What building an AI-powered document builder taught me about LLM UX

useResume.ai started as a side project - an AI-powered API platform for building documents. It grew to 14,000+ users and became profitable. I learned that building LLM-powered products is different from traditional software.

Latency wasn't the problem I expected

When I started building this, I was worried about how users would handle waiting for the AI to respond. LLM calls can take 30-45 seconds, sometimes longer. I assumed this would frustrate people and make them leave.

I was wrong. Users didn't mind waiting at all, as long as there was something happening on screen. An engaging loading animation that showed progress, some movement, anything that communicated "working on it, just wait". People are surprisingly patient when they know the system is doing something for them.

What users actually cared about was the quality of the output. A fast but mediocre suggestion was worse than a slower but good one. They were willing to wait even a minute if what came back was genuinely useful. This changed how I thought about the product - instead of optimizing for speed, I focused on making the output as good as possible and just made sure the waiting experience felt active and responsive.

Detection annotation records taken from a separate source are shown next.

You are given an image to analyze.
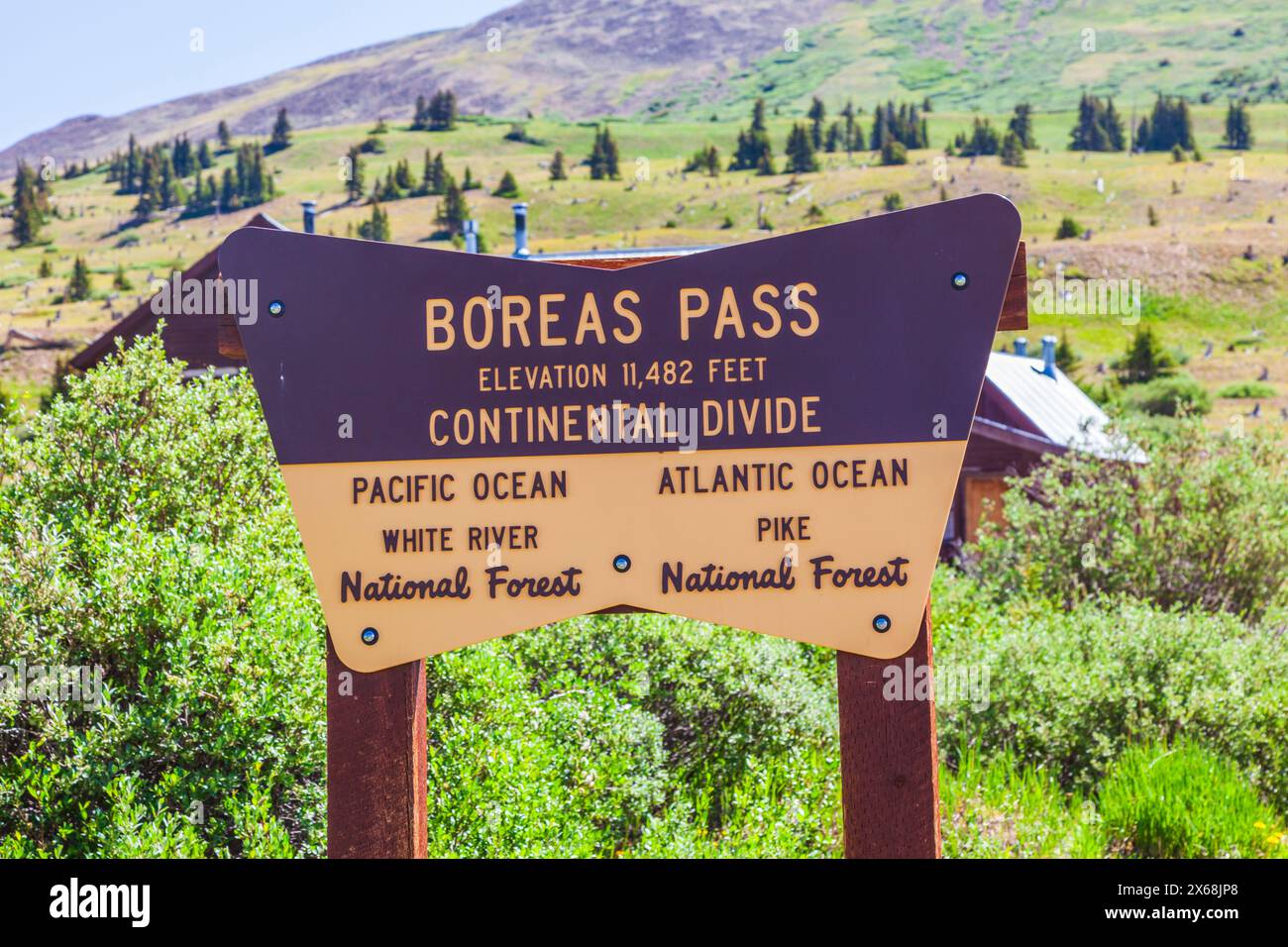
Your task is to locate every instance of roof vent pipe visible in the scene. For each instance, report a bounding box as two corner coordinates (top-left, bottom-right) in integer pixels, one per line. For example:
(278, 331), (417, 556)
(514, 201), (528, 257)
(1042, 335), (1057, 377)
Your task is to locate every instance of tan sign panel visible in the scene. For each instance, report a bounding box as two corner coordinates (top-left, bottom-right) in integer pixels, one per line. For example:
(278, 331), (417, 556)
(220, 196), (1019, 672)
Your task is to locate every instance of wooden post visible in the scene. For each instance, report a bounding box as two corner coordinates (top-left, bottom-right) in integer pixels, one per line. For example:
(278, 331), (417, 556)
(326, 631), (428, 858)
(836, 601), (940, 858)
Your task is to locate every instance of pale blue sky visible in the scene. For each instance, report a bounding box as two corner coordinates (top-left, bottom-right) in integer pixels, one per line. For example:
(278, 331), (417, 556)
(0, 0), (514, 149)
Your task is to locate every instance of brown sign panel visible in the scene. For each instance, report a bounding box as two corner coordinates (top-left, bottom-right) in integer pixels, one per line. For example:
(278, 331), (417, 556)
(220, 194), (1020, 672)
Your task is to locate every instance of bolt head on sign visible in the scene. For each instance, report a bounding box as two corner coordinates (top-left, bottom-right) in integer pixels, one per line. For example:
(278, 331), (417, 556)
(219, 194), (1020, 672)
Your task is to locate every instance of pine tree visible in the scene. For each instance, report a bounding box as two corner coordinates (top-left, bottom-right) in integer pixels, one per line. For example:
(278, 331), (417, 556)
(1004, 102), (1038, 149)
(785, 123), (818, 174)
(426, 89), (456, 132)
(1221, 99), (1252, 150)
(999, 129), (1027, 167)
(550, 151), (568, 180)
(219, 167), (241, 214)
(841, 99), (863, 155)
(1069, 93), (1127, 151)
(434, 174), (471, 237)
(411, 95), (429, 132)
(358, 201), (390, 244)
(492, 171), (519, 200)
(267, 108), (291, 155)
(13, 161), (46, 246)
(808, 95), (827, 151)
(729, 99), (774, 174)
(64, 257), (94, 303)
(588, 125), (622, 180)
(344, 146), (364, 201)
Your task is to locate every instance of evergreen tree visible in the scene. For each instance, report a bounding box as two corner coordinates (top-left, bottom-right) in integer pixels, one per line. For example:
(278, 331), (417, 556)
(808, 95), (827, 151)
(841, 99), (863, 155)
(434, 174), (471, 237)
(1000, 129), (1027, 167)
(1004, 102), (1038, 149)
(550, 151), (568, 180)
(881, 138), (909, 164)
(1134, 93), (1194, 151)
(492, 171), (519, 200)
(1221, 99), (1252, 150)
(729, 99), (774, 174)
(1115, 326), (1176, 384)
(394, 158), (413, 191)
(426, 89), (456, 132)
(588, 125), (622, 180)
(785, 123), (818, 174)
(344, 146), (366, 201)
(823, 121), (845, 155)
(953, 116), (1002, 158)
(358, 201), (390, 244)
(267, 108), (291, 155)
(219, 167), (241, 214)
(13, 161), (46, 246)
(1069, 93), (1127, 151)
(63, 257), (94, 303)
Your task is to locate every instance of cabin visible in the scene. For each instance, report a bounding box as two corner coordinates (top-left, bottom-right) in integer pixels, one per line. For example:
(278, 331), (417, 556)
(71, 201), (1123, 558)
(941, 335), (1127, 558)
(68, 214), (284, 377)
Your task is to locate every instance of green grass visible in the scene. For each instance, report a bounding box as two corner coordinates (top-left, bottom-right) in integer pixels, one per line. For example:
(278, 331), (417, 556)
(1098, 741), (1288, 858)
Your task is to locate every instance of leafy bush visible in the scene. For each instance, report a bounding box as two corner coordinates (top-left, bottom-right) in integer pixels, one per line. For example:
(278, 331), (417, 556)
(939, 747), (1104, 858)
(1099, 741), (1288, 858)
(1121, 374), (1212, 417)
(0, 338), (325, 856)
(429, 616), (836, 856)
(1216, 381), (1276, 398)
(970, 419), (1288, 621)
(934, 578), (1288, 806)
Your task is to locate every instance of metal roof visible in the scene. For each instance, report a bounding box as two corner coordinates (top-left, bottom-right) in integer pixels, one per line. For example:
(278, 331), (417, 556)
(986, 352), (1145, 462)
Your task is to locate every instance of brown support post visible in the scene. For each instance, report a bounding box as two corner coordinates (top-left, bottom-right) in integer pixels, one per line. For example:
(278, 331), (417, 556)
(836, 601), (940, 858)
(326, 631), (428, 858)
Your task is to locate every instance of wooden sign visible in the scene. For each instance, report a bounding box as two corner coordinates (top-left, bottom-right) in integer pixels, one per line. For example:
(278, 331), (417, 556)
(220, 194), (1020, 672)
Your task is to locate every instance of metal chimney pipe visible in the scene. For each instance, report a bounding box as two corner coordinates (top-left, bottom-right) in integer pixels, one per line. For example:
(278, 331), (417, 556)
(1042, 335), (1059, 377)
(514, 201), (528, 257)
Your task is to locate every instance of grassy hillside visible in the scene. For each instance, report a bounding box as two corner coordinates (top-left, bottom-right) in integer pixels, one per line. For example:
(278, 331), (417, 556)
(0, 0), (1288, 174)
(0, 104), (1288, 421)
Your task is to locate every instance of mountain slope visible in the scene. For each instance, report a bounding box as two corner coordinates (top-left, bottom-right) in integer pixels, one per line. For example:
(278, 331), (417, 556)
(0, 0), (1288, 167)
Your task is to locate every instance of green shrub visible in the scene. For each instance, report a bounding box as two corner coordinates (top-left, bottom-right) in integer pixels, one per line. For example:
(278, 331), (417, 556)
(1098, 741), (1288, 858)
(0, 338), (325, 856)
(429, 616), (836, 856)
(934, 576), (1288, 806)
(970, 419), (1288, 621)
(939, 747), (1103, 858)
(1216, 381), (1276, 398)
(1122, 374), (1212, 417)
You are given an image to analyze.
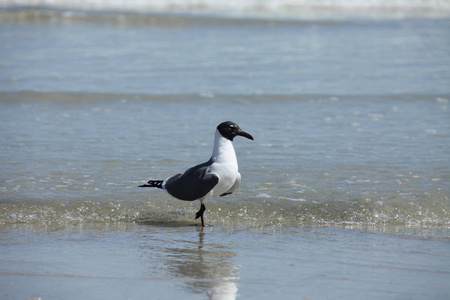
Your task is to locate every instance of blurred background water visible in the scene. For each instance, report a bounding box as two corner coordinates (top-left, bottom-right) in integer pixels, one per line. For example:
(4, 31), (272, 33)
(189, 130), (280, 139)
(0, 0), (450, 299)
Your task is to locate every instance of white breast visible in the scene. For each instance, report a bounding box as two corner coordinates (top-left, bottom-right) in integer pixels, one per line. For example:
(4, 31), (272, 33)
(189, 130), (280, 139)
(210, 130), (239, 196)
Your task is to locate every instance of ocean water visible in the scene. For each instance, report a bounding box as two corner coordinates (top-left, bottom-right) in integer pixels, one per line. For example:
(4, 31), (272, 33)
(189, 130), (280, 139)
(0, 1), (450, 299)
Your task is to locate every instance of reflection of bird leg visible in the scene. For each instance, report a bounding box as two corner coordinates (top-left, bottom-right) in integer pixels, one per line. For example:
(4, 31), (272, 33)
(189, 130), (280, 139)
(198, 227), (205, 249)
(195, 203), (206, 227)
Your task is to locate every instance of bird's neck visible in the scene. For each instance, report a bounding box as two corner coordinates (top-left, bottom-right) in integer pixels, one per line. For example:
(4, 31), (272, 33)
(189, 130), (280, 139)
(212, 130), (237, 168)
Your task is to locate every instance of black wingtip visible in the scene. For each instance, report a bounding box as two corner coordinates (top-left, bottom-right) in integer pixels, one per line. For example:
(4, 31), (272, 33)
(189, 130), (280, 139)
(138, 180), (164, 189)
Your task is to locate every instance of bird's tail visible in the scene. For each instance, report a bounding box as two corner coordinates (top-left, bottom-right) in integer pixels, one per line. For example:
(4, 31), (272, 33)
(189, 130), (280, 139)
(139, 180), (163, 189)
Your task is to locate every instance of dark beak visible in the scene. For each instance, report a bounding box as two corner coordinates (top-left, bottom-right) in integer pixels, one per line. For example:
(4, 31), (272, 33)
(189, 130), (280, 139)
(238, 130), (254, 141)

This opened the possibility to chain LLM calls to build better responses.

Errors are part of the experience

LLMs fail in ways traditional software doesn't. They sometimes make things up or produce outputs that are useless. How these failures are handled determines whether users trust the product.

In our case, it would occasionally invent job titles or skills the user never mentioned, so we added validation that cross-referenced output against what the user actually input. Sometimes there were tone mismatches - e.g. a finance professional getting suggestions written for a creative role. We had to fine-tune prompts and add industry-specific guidance. And generic outputs like "managed projects" instead of specific accomplishments required feedback loops that detected vague language and asked for more detail.

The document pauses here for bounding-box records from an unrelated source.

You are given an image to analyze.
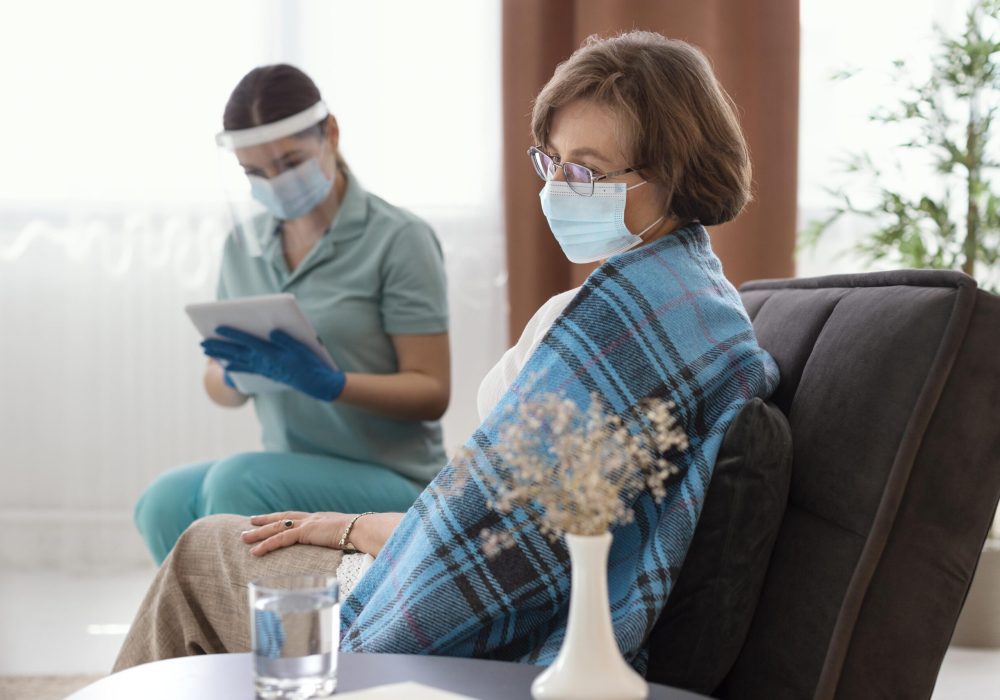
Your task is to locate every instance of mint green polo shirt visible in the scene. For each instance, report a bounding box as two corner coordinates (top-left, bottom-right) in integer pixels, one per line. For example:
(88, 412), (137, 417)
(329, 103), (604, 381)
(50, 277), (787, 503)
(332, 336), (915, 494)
(218, 175), (448, 484)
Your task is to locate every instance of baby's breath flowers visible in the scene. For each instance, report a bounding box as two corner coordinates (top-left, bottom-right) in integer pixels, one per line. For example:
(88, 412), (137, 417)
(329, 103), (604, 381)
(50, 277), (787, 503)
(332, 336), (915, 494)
(453, 393), (688, 556)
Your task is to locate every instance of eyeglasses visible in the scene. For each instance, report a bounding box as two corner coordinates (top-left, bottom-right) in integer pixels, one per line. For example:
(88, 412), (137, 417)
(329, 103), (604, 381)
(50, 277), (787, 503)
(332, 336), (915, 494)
(528, 146), (645, 197)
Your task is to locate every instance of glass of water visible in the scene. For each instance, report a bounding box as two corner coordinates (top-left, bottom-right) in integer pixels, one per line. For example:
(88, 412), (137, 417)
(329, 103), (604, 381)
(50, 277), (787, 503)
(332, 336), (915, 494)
(250, 576), (340, 700)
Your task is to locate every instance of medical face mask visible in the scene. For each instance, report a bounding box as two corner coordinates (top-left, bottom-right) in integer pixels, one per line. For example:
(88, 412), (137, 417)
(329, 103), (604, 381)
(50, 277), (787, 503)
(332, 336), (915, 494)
(539, 180), (663, 263)
(247, 158), (336, 220)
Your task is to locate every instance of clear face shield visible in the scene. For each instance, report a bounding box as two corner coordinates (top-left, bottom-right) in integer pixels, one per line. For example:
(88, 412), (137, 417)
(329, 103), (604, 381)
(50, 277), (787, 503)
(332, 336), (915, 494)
(215, 102), (336, 257)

How do you know when something is wrong?

This was the tricky part. With traditional software, you can write unit tests. But LLM outputs are dynamic. The same prompt can produce different results each time. So how do you know if your system prompt is actually working?

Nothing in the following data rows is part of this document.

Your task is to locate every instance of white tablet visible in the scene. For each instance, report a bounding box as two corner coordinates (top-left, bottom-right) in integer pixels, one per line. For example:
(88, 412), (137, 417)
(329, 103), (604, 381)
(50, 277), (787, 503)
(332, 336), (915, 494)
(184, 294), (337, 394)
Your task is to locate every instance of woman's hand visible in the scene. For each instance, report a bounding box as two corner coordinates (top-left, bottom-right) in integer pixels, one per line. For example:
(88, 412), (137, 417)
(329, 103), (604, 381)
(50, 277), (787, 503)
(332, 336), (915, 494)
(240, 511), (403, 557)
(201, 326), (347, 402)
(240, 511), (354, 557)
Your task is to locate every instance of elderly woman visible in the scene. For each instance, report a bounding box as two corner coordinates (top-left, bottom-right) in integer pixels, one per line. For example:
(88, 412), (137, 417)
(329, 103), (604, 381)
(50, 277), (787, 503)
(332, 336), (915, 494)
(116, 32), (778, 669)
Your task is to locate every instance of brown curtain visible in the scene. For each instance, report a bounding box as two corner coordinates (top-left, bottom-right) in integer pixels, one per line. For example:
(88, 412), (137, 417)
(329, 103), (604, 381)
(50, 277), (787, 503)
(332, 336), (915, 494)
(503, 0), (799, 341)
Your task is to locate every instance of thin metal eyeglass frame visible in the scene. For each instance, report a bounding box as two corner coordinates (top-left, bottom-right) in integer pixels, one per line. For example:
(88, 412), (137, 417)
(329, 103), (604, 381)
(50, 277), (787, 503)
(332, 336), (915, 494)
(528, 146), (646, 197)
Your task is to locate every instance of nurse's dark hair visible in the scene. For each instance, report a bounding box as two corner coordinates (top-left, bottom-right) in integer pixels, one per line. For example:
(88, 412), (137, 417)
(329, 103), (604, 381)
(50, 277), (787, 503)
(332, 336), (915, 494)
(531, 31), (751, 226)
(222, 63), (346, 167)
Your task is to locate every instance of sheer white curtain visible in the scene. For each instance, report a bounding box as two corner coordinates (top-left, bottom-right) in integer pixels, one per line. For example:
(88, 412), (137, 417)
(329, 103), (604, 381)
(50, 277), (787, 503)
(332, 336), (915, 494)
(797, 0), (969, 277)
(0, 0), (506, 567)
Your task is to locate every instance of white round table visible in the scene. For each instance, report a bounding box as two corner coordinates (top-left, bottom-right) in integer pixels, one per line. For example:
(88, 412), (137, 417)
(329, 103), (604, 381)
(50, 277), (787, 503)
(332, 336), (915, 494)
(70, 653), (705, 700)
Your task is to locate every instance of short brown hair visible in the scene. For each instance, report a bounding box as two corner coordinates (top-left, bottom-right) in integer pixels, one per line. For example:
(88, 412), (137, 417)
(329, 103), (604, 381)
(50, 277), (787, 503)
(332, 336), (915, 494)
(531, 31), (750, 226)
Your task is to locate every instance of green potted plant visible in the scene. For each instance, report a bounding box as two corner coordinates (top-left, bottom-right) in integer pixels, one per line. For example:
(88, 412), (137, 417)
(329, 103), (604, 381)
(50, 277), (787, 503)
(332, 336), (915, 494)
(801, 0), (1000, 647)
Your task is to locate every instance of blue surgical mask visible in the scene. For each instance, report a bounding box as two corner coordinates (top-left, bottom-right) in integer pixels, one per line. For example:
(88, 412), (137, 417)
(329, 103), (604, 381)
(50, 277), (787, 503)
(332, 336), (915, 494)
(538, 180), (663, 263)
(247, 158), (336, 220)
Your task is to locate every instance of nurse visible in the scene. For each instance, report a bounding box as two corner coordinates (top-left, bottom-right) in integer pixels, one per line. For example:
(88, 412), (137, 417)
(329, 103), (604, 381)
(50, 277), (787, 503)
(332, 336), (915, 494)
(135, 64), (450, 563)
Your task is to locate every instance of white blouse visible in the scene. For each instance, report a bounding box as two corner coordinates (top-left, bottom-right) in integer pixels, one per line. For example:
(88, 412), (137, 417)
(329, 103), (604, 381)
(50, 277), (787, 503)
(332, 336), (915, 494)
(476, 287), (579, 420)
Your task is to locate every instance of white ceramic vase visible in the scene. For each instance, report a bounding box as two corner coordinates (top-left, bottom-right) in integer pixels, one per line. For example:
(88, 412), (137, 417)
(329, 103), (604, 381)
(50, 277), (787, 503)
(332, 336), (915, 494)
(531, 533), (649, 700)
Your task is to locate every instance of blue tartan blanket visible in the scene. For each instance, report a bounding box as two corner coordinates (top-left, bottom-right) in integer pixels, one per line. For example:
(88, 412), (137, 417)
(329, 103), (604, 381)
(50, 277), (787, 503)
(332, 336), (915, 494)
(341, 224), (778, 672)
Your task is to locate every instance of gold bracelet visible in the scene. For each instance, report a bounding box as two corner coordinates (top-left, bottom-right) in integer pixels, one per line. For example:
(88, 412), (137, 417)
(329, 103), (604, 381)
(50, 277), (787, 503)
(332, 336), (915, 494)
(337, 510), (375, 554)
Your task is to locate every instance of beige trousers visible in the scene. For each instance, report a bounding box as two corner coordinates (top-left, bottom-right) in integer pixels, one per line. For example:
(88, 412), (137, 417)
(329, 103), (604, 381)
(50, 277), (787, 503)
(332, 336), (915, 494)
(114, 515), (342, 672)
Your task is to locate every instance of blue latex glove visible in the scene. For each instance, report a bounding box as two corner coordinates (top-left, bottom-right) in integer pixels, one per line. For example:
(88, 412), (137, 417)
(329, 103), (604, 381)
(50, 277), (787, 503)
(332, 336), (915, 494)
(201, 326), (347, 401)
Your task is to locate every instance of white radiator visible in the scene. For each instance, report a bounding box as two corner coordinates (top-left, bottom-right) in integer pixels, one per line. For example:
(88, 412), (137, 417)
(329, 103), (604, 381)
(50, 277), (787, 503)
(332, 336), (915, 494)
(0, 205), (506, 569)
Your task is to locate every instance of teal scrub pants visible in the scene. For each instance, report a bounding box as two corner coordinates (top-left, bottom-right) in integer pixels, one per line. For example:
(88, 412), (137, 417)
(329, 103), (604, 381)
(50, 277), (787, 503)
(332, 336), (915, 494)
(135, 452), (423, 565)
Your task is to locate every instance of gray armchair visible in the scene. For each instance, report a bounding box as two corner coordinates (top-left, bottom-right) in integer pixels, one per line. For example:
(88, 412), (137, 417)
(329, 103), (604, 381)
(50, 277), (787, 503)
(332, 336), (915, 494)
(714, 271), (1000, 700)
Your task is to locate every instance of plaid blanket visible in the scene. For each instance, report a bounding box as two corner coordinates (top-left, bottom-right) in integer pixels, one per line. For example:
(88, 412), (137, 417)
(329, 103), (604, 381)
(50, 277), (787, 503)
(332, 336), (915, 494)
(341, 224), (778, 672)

The answer was human evals. Let users tell you when something went wrong. We added simple thumbs up/down buttons after every AI output. When someone clicked thumbs down, we logged the input, the output, and any feedback they provided. Then we went back to the system prompt and adjusted. And kept adjusting until we were only getting thumbs up.

But you also need guardrails before pushing changes to production. We added LLM-as-a-judge tests for all our important endpoints - basically another LLM that evaluates whether the endpoint output consistently meets our criteria. Is it professional? Does it match the user's industry? Is it specific enough? These tests run every time we make changes to the prompts and push to production. They don't catch everything, but they catch the obvious drop in quality before users do.

Pricing fit the use case

We tried different models - free tier with limits, subscriptions, one-time purchase. What I realized was that the nature of the business required a non-subscription model. People don't need a resume builder every month. They need it intensely for a few days when they're job hunting, then not at all for months or years.

So we landed on pay once, get several days of access. This matched how people actually used the product. They could build and refine their resume during their job search window without worrying about forgetting to cancel a subscription later. Users appreciated this - and they came back again when they needed to update their resume for the next job search.